AN Ilkley magistrate has received the backing of the town's MP in his fight to get a change in drugs laws.

Labour backbencher Ann Cryer, a JP herself for many years, has been helping Roger Davy in his campaign to get cannabis reclassified.

Mr Davy and Mrs Cryer believe that the downgrading of cannabis from a Class B drug to Class C has been sending out the wrong message to youngsters who act as if it is almost legal.

Mrs Cryer said: "I think there are many parents and grandparents in Ilkley who won't have a clue about this."

Mr Davy and a fellow magistrate Tom Weston, from Amersham in Buckingham-shire, travelled to London to meet Vernon Coaker, a Home Office Under Secretary in charge of the Government's drug strategy.

The meeting was arranged by Mrs Cryer who said it was a useful exercise for the parties to get together.

Mrs Cryer said: "I learned a great deal from listening to Roger Davy and his colleague. The really frightening thing about this is that people are talking about cannabis as if it is legal. Which of course it isn't.

"Apparently there are all sorts of different qualities - some much stronger ones. Mr Davy thinks it is having a very severe impact on children as young as 12, which can have a long term effect on their behaviour.

"Because of it being downgraded people are thinking there is no danger. We do have to protect young people - that is my concern. I have nine grandchildren, the eldest is 14. I have worries as a grandmother - I am concerned about it."

Mr Davy, who received an MBE in the New Year's honours list, said that he did not expect action from the Government straight away.

He said: "In the youth courts we see a lot of youngsters charged with theft and robberies - youngsters are doing that to fund their drugs habit.

"The reclassification is sending out the wrong message to a lot of youngsters. It is a huge problem. We were just following it up.

"It has got the support of the whole Magistrates' Association. It is showing our concern and raising the profile of our worries about it.

"I wrote to Ann Cryer about the problem - she used to be a magistrate - and she set up the meeting.

"We were listened to very sympathetically. I don't expect things to change overnight - there are enough problems at the Home office at the moment. But it is raising our concerns."

Mr Davy and Mr Weston are also trying to set up a meeting with David Davis the Conservative Shadow Home Secretary to discuss the issue with him as well.

Mr Davy has been a magistrate for 33 years in the Bradford and West Yorkshire Circuit, and is chairman of the Youth Court.
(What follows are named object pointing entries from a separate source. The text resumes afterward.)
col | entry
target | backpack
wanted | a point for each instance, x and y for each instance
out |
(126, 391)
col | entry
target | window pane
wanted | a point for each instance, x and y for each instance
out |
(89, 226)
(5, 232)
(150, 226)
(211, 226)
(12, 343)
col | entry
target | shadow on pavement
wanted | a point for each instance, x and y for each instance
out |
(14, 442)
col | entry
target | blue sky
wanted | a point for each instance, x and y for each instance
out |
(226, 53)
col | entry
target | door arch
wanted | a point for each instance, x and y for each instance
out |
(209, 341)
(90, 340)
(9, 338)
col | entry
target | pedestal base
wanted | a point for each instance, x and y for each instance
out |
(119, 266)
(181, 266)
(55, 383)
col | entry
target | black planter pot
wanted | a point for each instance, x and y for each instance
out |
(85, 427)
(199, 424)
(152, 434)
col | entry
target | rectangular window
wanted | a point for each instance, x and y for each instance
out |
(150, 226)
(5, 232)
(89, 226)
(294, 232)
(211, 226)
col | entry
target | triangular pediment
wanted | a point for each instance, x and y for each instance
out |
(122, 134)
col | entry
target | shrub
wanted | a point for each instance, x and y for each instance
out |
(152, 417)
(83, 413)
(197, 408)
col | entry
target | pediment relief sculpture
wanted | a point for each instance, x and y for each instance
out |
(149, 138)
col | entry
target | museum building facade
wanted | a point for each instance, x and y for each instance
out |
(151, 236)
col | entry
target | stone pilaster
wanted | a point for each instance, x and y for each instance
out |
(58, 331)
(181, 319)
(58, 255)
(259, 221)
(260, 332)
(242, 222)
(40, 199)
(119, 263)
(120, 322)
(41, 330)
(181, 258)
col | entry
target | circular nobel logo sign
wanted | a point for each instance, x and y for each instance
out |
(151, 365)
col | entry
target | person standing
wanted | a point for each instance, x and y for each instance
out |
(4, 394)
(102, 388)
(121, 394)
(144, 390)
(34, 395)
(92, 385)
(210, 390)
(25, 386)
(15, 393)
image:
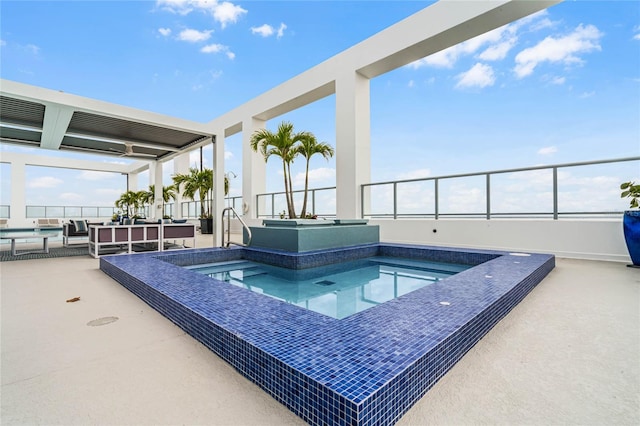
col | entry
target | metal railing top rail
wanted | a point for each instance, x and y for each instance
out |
(327, 188)
(519, 169)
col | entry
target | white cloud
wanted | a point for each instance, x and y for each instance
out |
(70, 196)
(223, 12)
(498, 51)
(548, 150)
(227, 12)
(44, 182)
(414, 174)
(319, 176)
(499, 42)
(480, 75)
(558, 80)
(95, 175)
(566, 50)
(109, 192)
(281, 29)
(194, 36)
(265, 30)
(218, 48)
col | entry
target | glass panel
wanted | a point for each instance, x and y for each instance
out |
(522, 193)
(379, 200)
(73, 211)
(90, 212)
(595, 188)
(465, 196)
(416, 199)
(36, 211)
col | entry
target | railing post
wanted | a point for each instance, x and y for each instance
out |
(555, 193)
(436, 195)
(395, 200)
(488, 196)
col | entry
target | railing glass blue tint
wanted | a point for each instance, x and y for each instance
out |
(320, 202)
(564, 190)
(69, 211)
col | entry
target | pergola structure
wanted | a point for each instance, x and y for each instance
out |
(56, 120)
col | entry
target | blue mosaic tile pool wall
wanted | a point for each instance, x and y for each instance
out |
(366, 369)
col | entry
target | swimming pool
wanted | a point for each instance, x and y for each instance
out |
(366, 369)
(336, 290)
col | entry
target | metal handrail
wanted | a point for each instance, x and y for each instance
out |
(244, 226)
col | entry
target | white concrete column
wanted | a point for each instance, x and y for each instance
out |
(132, 182)
(155, 178)
(180, 166)
(254, 170)
(218, 190)
(353, 150)
(18, 211)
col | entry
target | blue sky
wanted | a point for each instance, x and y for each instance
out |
(560, 86)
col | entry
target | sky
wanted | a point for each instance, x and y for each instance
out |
(559, 86)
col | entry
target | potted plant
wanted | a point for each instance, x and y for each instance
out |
(198, 182)
(631, 221)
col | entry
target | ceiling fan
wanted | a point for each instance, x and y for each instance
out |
(129, 152)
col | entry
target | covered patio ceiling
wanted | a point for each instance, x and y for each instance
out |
(55, 120)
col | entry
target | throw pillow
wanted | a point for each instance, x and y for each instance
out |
(81, 225)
He said that he saw cannabis as a gateway into other drugs.

He said: "The wrong message has gone out to young people who think that nothing is going to happen to them if they use cannabis. Because it has been downgraded they think it is less important.

"Many children we see in court, and many we don't, believe cannabis use is now legal and nothing will happen to them if they are found in possession."

He said that cannabis related crime had soared since it had been reclassified by Home Secretary David Blunkett in 2004.